Computing the cross-sectional area for each model

Subsequently, each pair of the unrectified and rectified models along with the corresponding reference axis were imported into CloudCompare 2.11. Both models were then sliced at intervals of 1% along the length of the same reference axis, with each slicing plane perpendicular to the tangent of the reference axis. Finally, the CSA of each slice was computed in Python and the differences between unrectified and rectified models were calculated.

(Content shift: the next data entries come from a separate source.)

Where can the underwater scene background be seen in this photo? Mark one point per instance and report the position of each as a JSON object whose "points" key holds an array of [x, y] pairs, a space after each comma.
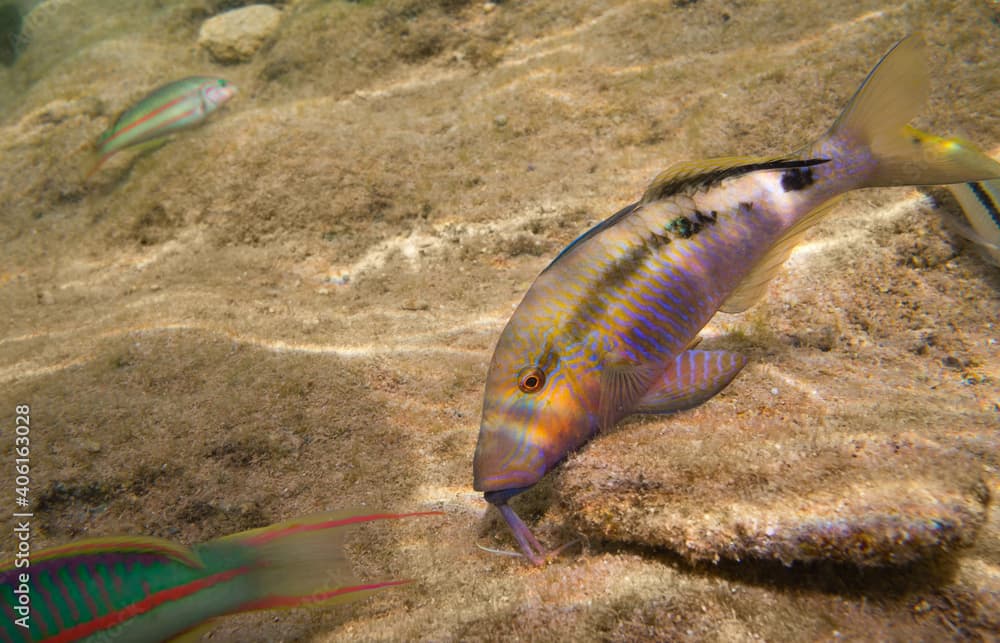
{"points": [[291, 309]]}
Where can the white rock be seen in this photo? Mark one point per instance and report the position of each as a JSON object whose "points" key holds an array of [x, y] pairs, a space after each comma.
{"points": [[235, 36]]}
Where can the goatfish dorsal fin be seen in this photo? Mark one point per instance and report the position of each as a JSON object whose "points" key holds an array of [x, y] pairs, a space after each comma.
{"points": [[700, 175], [123, 546], [754, 285]]}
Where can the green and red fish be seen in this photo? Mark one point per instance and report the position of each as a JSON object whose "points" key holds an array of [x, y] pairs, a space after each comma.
{"points": [[175, 106], [150, 589], [608, 328]]}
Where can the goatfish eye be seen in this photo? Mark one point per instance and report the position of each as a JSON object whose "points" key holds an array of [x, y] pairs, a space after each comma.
{"points": [[531, 379]]}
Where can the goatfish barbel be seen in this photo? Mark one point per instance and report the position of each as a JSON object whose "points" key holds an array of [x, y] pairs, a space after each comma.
{"points": [[607, 329], [175, 106], [150, 589]]}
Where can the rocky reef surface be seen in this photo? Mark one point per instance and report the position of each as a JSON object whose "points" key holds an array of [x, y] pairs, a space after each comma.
{"points": [[292, 307]]}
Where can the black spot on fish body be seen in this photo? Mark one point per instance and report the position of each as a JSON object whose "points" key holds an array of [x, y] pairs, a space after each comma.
{"points": [[657, 240], [683, 227], [706, 219], [796, 178]]}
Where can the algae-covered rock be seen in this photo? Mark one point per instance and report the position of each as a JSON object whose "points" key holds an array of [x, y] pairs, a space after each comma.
{"points": [[858, 502], [235, 36]]}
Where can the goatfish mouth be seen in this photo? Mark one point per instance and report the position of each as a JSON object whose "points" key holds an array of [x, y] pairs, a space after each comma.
{"points": [[609, 328]]}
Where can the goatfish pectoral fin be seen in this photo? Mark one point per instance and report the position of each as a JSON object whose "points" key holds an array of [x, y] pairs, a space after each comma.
{"points": [[693, 378], [623, 382]]}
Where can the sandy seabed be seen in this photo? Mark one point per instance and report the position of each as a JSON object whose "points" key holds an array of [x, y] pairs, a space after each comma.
{"points": [[291, 309]]}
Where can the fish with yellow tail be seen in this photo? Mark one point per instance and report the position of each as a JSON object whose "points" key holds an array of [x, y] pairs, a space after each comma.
{"points": [[608, 328], [149, 589], [173, 107]]}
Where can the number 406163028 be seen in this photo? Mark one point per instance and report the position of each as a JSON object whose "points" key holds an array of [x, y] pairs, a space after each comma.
{"points": [[22, 452]]}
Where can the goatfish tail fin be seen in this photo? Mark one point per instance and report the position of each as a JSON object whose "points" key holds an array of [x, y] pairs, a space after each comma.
{"points": [[874, 126], [301, 562]]}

Identifying and characterizing localized rectification zones

The characterization of the rectification process was divided into four phases for each pair of the unrectified and rectified models: (1) computing and creating a rectification map; (2) determining threshold values to define localized rectification; (3) quantifying the resulting rectification zones by calculating their surface area, volume, and depth values; and (4) mapping the location of each rectification zone within the residual limb model (Fig. 9).

Figure 9
figure 9

Determining localized rectification zones: (a) superposition of the unrectified and rectified cast models; (b) generation of a heatmap showing the regions with rectifications; and (c) isolation of rectification zones above the threshold (addition and removal of material are denoted in blue and red, respectively).

Determining localized rectification zones

A rectification map was used to show the shape differences (degree of rectification) between the 3D unrectified and rectified plaster models30. The rectification map was generated by computing the spatial offset between a pair of unrectified and rectified models using CloudCompare 2.1135. CloudCompare calculates the distance between corresponding (closest) points between the rectified and unrectified models. Positive depth values denote the addition of plaster while negative depth values indicate the removal of plaster11. To identify significant localized rectifications for each rectified/unrectified model pair, a threshold value was set to discern notable surface deviations. To establish these thresholds, the depth values were segregated into two groups—positive and negative—and the mean for each group was then calculated. These mean values served as the thresholds for their respective group. That is, only the points on the surface of the rectified model with a depth value exceeding the mean thresholds were retained. This yielded multiple clusters of points on each model pair. By comparing all model pairs, common clustered groups were identified. The rectification zones were defined using a two-step process: the clustered groups were first examined and correlated with the rectifications of interest listed in relevant literature17,18. Subsequently, two experienced prosthetists (E.O. and N.R.) were individually interviewed to verify the identified rectifications of interest on each pair of models7.

Calculating the surface area, volume, and surface deviations

The rectification zones were characterized by their depth value, surface area, and volume. Since the rectification zones were initially represented as point clouds, a conversion into meshes was necessary prior to the calculation of their surface area and volume. 2D Delaunay triangulation, a widely utilized technique in mesh generation, was employed36. The computation of the surface area was then performed using the “shell.area” function within the PyVista module in Python37. Subsequently, the surface area was divided by the number of points and then multiplied by the sum of respective depth values within the zone to yield the volume.

Mapping the locations of rectification zones

To quantitatively map the locations of rectification zones within the rectified model, the centroid of each rectification zone was initially calculated. Subsequently, 3D vectors extending from the origin of the established coordinate system to the centroids of each rectification zone were determined (Fig. 10). Each vector was then converted into a unit vector.

Figure 10
figure 10

Mapping the locations of rectification zones: (a) calculating the centroid of each rectification zone; (b) determining the vectors extending from the origin of the model to the centroid of each rectification zone.